Этому соседству я обрадовался, но менее я обрадовался тому, что застал в Талашкине многочисленное общество. За стол в главном доме, ничего художественного и вообще интересного из себя не представлявшем, садилось по меньшей мере человек двадцать, а для экскурсий по окрестностям приходилось закладывать три или четыре коляски да еще и длинную линейку. Это могло бы быть очень весело, если бы все эти люди были однородного общества, сходственных навыков, вкусов и манер; но беда была в том, что Мария Клавдиевна, в силу своего добродушия и неразборчивости, набирала к себе кого попало, вследствие чего получались и всякие курьезные несоответствия. Что могли, например, представлять для нас, художников, три перезрелые английские миссы, которых Тенишева подцепила где-то в Швейцарии и которые с трудом калякали по-французски, тогда как сама Мария Клавдиевна едва говорила по-английски. Эти девицы были такие же любезные и восторженные, но и такие же карикатурно-жеманные, как и тысячи их соотечественниц, скитающихся по вселенной и потерявших всякую надежду выйти замуж. Они давали материал для безобидного над ними подшучивания и для упражнения в подмечании разных типичных сторон, хорошо знакомых по диккенсовским романам, но все же в их обществе никак нельзя было развернуться и тем менее распуститься, что было, в первую голову, тягостно обеим княгиням, которые, будучи дамами характерно-русскими, имели склонность в летние каникулы отходить от стеснительных оков городского приличия. Моментами они даже были не прочь дурачиться, а тут все время надо было остерегаться, как бы не шокировать этих совершенно чужих особ.

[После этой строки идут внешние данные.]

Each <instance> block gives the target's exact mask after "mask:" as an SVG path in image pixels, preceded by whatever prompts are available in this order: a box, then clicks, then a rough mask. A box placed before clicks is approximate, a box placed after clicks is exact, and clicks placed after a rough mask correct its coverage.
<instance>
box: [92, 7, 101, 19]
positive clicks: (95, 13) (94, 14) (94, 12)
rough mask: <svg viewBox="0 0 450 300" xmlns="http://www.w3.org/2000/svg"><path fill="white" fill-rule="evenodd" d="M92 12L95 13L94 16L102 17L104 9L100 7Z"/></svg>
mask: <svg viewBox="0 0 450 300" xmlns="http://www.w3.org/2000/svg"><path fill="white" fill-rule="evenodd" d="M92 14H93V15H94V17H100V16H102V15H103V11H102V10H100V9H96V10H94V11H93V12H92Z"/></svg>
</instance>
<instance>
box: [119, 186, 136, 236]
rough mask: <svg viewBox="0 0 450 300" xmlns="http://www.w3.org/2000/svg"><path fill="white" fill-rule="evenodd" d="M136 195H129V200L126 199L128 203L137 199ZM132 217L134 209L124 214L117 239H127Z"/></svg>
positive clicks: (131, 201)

За те три дня, что я провел в Талашкине, я успел от суматохи и шума устать, каково же было Ционглинскому, жившему здесь уже целый месяц и горько мне жаловавшемуся на свою судьбу, заставившую терять драгоценное летнее время в праздности и в специфической скуке всяческой условности. А покинуть этот плен он не мог уже потому, что в это время он преподавал живопись нашей меценатке, построившей для своих художественных занятий в Талашкине большое и прекрасное ателье.
Мой сосед Ян Францевич Ционглинский, ныне почти забытый, был знаменитой фигурой в петербургском обществе, но он был обязан этой известностью не столько своей живописи, сколько личному шарму. Это был рослый, прекрасно сложенный, в меру дородный, красивый, далеко еще не старый, едва только стареющий поляк. На художественных сборищах или пирушках он охотно по собственному почину произносил необычайно складные и эффектные тосты, тогда как вообще русские художники отличались в этом отношении непобедимой стеснительностью. Сидя за роялем, Ционглинский представлял собой вид вдохновенный, в который едва ли входила какая-либо нарочитая поза. К козырям его музыкального репертуара принадлежали такие требующие известной виртуозности вещи, как прелюд к «Тристану» и «Смерть Изольды». Его речей об искусстве можно было заслушаться, но можно было и удивляться, почему он их не записывает, не превращает в законченные литературно-художественные произведения. При этом Ционглинский был человек добрейший, сердечный, мягкий, — образцовый товарищ. Несмотря на свой решительный успех у прекрасного пола, он оставался годами верен одной давнишней пассии, но соединиться браком с этой особой он, если я не ошибаюсь, не мог, — тому препятствовали какие-то фамильные причины. Яна все любили, все баловали, однако почему-то настоящих друзей у него не было, и скорее всего тому мешала известная его гордость, боязнь казаться навязчивым, а также опасения, как бы не утратить тот род свободы, в которой нуждалась его натура.
Еще одной важной чертой Яна Францевича была известная беспечность, какая-то вялость воли столь мало вязавшаяся с энергичностью его пламенных призывов и воззваний. А может быть, попросту говоря, то была лень. Ционглинский говорил об искусстве много и красно, он имел очень правильные и меткие суждения, он горел неподдельным огнем к искусству. В этом заключалось главное основание того, почему он приобрел себе славу превосходного преподавателя, будившего в юных сердцах энтузиазм. Однако сам Ян Ционглинский всю свою жизнь как бы только готовился занять то место, которое ему предназначалось в художественном мире, и его творение получилось до странности незначительным. Впрочем, и то немногое, что он создал при весьма благих и передовых намерениях (благодаря которым он стяжал себе даже славу первого русского импрессиониста), отличается некоторой тусклостью и, что хуже, неопределенностью.